# Does potassium hydroxide in body wash irritate skin?



## NAE (Mar 2, 2020)

Hi all,

I received a homemade bodywash i really like but it irritates my skin a bit so I was wondering if there is anything I can add to it to reduce/neutralize this irritating effect. Any ideas?

The ingredients of the body wash are:
- Coconut oil.
- Glycerin.
- Potassium hydroxide.

Thanks!!


----------



## Dahila (Mar 2, 2020)

the soap is all coconut oil,  I would not use it on skin,  It is a liquid soap ,  you can not  superfat LS,


----------



## shunt2011 (Mar 2, 2020)

I agree with Dahila, 100% CO soap would strip most peoples skin and be uncomfortable.   I wouldn't use it on my body or hands except for deep cleaning.   With LS you can't have a high superfat.  Would be good for cleaning or dishes perhaps.


----------



## NAE (Mar 2, 2020)

ah ok, and diluting with water or something won't help?


----------



## jcandleattic (Mar 2, 2020)

NAE said:


> ah ok, and diluting with water or something won't help?


Nope, all that will do is make it thinner, not less irritating.


----------



## artemis (Mar 2, 2020)

NAE said:


> I received a homemade bodywash i really like but it irritates my skin a bit ...




Can I ask: if it irritates your skin, what is it that you like about it?


----------



## NAE (Mar 3, 2020)

artemis said:


> Can I ask: if it irritates your skin, what is it that you like about it?



It irritates only the back of my arms (the part of the skin that joins the arm and underarm together). I like it because it makes my skin silky smooth.


----------



## artemis (Mar 3, 2020)

NAE said:


> It irritates only the back of my arms (the part of the skin that joins the arm and underarm together). I like it because it makes my skin silky smooth.

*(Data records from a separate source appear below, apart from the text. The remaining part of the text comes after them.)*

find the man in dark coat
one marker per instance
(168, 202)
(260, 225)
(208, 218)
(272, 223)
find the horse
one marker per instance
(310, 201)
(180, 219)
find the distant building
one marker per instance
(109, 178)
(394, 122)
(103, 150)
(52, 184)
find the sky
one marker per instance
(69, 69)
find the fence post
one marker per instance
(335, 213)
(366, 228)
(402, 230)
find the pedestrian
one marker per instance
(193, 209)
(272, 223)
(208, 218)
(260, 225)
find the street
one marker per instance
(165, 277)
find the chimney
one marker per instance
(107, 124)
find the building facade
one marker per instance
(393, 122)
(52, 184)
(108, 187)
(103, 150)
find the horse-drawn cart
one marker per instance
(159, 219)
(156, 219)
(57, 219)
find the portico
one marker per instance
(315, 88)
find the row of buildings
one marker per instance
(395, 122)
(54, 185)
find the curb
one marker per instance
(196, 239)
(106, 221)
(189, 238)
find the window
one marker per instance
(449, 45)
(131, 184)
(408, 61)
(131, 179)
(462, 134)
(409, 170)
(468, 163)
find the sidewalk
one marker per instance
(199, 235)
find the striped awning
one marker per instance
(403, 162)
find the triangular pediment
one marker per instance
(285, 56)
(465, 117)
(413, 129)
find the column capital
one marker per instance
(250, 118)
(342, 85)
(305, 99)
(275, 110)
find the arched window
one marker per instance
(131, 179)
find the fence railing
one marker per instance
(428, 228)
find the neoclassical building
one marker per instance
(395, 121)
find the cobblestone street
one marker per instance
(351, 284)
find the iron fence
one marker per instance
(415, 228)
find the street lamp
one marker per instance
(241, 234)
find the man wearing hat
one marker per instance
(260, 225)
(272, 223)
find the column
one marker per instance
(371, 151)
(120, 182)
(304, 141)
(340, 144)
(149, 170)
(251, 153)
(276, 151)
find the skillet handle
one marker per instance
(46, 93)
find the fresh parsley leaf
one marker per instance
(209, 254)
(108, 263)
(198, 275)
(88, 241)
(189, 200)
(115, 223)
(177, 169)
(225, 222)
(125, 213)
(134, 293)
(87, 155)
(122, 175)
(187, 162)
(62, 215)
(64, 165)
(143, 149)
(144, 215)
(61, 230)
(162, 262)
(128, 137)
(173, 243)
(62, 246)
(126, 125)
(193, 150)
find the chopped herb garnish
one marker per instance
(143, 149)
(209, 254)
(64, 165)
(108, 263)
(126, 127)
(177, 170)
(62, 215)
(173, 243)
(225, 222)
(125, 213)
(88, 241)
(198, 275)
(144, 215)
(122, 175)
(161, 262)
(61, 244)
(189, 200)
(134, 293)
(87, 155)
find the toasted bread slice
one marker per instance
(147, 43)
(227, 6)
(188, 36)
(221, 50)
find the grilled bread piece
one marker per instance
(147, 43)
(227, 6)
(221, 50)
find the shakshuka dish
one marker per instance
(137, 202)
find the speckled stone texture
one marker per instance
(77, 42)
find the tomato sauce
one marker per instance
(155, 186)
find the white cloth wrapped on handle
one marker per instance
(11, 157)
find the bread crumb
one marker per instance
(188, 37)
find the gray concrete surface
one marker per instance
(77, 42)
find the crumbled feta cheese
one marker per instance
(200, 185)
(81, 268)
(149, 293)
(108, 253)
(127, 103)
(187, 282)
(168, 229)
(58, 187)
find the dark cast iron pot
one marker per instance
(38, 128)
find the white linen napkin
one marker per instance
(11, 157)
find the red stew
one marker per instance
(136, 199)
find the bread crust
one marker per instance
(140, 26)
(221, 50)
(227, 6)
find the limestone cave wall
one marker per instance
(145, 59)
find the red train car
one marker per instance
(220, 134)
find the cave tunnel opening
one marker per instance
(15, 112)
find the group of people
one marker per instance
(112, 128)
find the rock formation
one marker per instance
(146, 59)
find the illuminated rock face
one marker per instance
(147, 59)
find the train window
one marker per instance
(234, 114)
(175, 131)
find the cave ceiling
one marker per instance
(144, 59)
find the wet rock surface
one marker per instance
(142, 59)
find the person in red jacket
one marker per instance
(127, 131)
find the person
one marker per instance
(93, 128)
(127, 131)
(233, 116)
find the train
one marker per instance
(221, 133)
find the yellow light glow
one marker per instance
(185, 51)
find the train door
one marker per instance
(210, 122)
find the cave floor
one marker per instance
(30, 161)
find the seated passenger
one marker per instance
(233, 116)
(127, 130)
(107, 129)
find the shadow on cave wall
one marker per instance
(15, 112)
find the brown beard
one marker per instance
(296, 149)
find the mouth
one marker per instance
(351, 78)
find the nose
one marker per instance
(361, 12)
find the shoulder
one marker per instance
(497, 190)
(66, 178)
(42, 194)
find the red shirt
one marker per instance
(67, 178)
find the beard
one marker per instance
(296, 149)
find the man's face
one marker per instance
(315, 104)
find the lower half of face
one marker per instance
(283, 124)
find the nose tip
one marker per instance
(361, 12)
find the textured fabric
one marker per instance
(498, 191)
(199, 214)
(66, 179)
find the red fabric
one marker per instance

Have you considered learning how to make your own?  You would be able to replace the coconut oil with other, less stripping, oils.


----------



## NAE (Mar 5, 2020)

artemis said:


> Have you considered learning how to make your own?  You would be able to replace the coconut oil with other, less stripping, oils.



That would be nice, although i have no idea how to make body wash. guess i could look into that!


----------



## shunt2011 (Mar 5, 2020)

NAE said:


> That would be nice, although i have no idea how to make body wash. guess i could look into that!



It's just liquid soap.   There are several recipes here on the forum.


----------



## NAE (Mar 5, 2020)

will do 


shunt2011 said:


> It's just liquid soap.   There are several recipes here on the forum.



Will do a search then :-D


----------